Ironisnya, rancangan resolusi PBB yang mengutuk serangan Israel terhadap Lebanon dan terbukti membunuh banyak jiwa gagal dikeluarkan lantaran Amerika Serikat memvetonya. Padahal, resolusi ini didukung penuh oleh 10 anggota Dewan Keamanan dengan empat suara abstain dan hanya satu suara menolak.
Akibat dari diksriminasi dan hegemoni tersebut, Resolusi dikeluarkan jika memungkinkan dan menguntungkan mereka. Jika tidak, sebuah resolusi pun bahkan tidak penting untuk dihiraukan. Buktinya, Amerika dan Inggris tetap saja menggempur Irak di tahun 2003 kendati mayoritas anggota Dewan Keamanan menentang keras aksi tersebut, termasuk tiga negara pemilik hak veto: Prancis, Rusia dan Cina.
Membiarkan penjajahan
Sampai di sini, PBB jelas tidak bisa diharapkan mampu memfungsikan diri untuk mencapai tujuan berdirinya. Jika tidak semua, setidaknya salah satu tujuan utamanya, yakni memelihara perdamaian dunia, mustahil dapat tercapai dengan kondisi ini. Bahkan, kendati Piagam PBB menyebut bahwa organisasi ini didirikan untuk menghapus segala penjajahan di atas dunia, dia seperti membiarkan penjajahan atas bumi Palestina dan Irak baru-baru ini. Hegemoni negara tertentu dalam tubuh PBB itu sendiri pun merupakan bentuk neo-kolonialisme masa kini.

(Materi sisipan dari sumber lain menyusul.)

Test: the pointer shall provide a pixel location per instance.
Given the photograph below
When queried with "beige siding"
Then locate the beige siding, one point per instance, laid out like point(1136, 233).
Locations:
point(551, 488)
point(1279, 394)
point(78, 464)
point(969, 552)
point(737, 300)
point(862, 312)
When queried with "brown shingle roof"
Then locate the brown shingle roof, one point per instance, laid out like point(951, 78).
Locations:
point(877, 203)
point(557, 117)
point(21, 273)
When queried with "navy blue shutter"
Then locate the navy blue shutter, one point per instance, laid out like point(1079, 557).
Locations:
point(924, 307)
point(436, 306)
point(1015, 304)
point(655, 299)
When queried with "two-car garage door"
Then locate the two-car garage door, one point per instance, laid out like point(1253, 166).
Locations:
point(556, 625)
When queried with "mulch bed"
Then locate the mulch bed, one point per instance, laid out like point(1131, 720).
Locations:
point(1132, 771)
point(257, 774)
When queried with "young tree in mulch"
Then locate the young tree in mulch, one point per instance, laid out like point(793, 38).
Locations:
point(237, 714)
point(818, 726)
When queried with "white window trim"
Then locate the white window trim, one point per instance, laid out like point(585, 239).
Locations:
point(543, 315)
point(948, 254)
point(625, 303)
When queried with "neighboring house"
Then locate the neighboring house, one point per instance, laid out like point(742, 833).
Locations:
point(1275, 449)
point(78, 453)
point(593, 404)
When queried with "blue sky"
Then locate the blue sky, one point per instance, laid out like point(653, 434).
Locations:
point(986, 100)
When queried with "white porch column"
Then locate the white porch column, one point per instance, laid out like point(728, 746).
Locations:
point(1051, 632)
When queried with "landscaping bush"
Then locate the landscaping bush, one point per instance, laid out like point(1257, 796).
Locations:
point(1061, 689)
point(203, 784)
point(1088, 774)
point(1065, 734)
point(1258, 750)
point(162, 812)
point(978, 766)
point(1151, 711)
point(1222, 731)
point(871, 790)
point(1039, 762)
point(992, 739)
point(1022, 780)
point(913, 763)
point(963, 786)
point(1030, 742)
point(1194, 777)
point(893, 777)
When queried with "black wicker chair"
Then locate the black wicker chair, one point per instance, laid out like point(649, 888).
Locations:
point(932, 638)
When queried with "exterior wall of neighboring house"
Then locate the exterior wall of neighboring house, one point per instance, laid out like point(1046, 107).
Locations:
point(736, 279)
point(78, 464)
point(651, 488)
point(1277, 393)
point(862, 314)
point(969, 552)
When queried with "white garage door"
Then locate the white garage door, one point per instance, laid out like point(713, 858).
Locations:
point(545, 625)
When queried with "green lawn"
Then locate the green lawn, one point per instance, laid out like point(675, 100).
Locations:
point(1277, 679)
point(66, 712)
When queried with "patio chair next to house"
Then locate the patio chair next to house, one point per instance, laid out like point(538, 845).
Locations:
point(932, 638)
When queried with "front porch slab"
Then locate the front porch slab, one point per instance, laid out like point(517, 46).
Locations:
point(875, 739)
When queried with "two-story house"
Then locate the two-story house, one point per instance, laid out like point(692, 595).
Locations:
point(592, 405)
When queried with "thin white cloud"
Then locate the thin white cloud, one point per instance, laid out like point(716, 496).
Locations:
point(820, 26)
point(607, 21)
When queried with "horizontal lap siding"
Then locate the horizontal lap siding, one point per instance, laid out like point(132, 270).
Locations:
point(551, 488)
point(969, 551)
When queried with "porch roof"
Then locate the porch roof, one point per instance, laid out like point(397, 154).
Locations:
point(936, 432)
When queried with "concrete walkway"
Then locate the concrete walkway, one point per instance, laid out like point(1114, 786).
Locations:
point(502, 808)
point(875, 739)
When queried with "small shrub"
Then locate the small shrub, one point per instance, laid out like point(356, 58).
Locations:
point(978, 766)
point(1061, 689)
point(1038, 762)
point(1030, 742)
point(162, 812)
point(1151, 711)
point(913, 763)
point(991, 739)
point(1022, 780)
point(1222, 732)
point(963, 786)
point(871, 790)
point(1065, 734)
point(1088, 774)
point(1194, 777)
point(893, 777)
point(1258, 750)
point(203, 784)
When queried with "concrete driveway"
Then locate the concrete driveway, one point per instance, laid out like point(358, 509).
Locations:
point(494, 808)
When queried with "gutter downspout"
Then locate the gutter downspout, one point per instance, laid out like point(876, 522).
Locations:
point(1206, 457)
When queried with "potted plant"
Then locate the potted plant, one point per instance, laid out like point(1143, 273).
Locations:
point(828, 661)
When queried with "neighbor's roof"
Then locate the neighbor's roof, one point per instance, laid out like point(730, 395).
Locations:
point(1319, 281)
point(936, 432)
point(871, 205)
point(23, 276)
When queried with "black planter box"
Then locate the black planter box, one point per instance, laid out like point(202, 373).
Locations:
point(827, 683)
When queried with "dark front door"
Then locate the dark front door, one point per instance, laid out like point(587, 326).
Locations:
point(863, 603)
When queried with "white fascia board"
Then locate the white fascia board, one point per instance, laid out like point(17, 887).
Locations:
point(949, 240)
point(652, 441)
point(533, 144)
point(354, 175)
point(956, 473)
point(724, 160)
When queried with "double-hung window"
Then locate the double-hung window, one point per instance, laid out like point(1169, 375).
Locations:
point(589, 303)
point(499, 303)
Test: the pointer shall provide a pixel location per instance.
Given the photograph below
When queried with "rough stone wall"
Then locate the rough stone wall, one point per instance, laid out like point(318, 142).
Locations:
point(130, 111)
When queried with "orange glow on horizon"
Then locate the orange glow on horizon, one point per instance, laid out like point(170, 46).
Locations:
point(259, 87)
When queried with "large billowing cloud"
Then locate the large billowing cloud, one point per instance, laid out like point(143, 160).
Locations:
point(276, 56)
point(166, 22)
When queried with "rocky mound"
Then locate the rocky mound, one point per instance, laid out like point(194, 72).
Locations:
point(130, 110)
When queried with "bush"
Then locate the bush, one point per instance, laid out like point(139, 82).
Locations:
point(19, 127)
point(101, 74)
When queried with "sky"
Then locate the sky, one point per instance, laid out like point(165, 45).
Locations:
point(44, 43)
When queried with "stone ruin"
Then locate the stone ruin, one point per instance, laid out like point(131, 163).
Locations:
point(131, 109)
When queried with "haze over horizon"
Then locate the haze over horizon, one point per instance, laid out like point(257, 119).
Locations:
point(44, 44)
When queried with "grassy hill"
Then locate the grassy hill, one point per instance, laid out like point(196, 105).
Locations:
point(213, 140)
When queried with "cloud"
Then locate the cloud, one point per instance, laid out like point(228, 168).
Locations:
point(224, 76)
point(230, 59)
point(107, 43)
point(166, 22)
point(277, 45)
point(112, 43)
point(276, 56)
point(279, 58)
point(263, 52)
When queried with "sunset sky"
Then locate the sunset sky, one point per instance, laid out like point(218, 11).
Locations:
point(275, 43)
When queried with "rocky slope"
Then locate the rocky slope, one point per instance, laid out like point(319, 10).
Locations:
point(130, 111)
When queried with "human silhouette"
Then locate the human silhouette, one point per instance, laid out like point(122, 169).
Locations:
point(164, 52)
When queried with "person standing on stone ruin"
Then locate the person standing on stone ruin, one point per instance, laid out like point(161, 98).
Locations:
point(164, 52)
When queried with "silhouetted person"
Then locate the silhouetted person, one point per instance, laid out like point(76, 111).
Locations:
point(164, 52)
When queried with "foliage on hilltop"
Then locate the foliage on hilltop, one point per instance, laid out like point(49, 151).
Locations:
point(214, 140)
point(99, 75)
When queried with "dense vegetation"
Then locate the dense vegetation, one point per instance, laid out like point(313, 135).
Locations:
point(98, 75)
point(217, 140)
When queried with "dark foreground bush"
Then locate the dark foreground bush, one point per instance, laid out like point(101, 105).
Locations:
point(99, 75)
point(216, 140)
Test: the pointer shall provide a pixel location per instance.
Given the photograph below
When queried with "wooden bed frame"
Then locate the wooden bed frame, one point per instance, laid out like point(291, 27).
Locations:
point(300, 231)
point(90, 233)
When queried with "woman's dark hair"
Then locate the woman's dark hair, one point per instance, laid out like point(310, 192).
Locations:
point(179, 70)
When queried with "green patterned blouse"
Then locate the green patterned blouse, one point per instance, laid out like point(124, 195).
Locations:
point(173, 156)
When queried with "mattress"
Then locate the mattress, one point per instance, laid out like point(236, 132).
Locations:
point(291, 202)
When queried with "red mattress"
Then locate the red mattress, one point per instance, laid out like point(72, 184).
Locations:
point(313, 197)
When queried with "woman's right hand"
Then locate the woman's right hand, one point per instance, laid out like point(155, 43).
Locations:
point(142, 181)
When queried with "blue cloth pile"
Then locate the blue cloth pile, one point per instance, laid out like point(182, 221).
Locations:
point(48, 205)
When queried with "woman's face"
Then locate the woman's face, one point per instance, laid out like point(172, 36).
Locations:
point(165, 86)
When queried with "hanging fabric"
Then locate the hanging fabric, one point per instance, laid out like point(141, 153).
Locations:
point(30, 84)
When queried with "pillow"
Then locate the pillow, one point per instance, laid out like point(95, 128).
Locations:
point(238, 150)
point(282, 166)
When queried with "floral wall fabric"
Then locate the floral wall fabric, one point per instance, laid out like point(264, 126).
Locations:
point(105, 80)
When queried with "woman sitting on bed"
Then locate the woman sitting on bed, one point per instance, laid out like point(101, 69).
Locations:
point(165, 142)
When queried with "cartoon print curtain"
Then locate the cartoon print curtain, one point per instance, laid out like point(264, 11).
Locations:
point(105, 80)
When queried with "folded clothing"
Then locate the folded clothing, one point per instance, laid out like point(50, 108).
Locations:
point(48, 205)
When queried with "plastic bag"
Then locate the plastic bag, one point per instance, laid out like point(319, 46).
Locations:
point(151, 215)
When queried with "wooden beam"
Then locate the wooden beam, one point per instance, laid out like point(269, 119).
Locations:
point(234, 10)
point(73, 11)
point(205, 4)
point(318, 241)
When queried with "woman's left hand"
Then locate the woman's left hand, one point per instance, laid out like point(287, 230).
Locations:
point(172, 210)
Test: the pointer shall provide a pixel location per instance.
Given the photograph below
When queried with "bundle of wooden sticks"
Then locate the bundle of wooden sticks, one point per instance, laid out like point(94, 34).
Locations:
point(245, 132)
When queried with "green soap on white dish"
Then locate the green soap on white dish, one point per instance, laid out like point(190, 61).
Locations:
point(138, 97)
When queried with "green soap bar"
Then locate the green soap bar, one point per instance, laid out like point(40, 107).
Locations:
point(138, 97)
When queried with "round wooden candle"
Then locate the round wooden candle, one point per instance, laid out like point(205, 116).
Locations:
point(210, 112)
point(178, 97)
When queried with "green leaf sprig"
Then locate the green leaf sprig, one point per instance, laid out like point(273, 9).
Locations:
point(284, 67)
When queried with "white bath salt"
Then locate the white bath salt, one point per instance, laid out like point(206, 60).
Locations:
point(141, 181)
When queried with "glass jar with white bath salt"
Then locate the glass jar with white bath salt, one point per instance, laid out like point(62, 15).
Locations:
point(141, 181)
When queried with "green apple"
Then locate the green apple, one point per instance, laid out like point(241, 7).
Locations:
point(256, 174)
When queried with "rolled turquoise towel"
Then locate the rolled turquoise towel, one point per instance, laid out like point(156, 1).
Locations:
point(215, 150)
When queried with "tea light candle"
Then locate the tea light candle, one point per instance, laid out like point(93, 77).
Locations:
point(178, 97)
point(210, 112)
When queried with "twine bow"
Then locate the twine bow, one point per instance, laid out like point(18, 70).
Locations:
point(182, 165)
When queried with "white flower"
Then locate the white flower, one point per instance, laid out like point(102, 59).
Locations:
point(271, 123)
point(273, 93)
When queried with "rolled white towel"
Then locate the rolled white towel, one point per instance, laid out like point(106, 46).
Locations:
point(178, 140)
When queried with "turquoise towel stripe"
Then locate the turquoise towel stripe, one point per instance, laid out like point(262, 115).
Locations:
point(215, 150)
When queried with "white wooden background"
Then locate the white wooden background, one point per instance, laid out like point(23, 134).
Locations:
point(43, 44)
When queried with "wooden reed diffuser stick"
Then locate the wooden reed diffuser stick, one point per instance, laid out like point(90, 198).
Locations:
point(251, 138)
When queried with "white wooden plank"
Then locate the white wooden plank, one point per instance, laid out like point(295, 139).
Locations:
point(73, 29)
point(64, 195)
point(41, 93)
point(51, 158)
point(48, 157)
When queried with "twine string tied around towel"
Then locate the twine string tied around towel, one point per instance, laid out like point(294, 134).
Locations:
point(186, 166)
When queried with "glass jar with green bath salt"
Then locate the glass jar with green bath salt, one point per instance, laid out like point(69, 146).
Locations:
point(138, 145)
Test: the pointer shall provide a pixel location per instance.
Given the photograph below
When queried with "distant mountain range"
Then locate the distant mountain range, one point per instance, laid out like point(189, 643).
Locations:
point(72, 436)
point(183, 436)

Memang, kehadiran PBB bukan tanpa guna. Bangsa-bangsa di berbagai belahan dunia masih bisa merasakan manfaat kehadiran tangan-tangan PBB semisal Unesco dan Unicef. Hingga kini pun organisasi ini merupakan satu-satunya wahana berkumpul bangsa-bangsa sedunia. Namun membiarkan dan bahkan merestui eksistensi lembaga yang mencerminkan, mengesahkan, dan memfasilitasi hegemoni dan diskriminasi sama artinya dengan mengingkari martabat kemanusian dan kedaulatan bangsa-bangsa merdeka. Fungsi lembaga-lembaga seperti Unicef dan Unesco masih bisa dilakukan oleh lembaga-lembaga nirlaba internasional yang lebih independen.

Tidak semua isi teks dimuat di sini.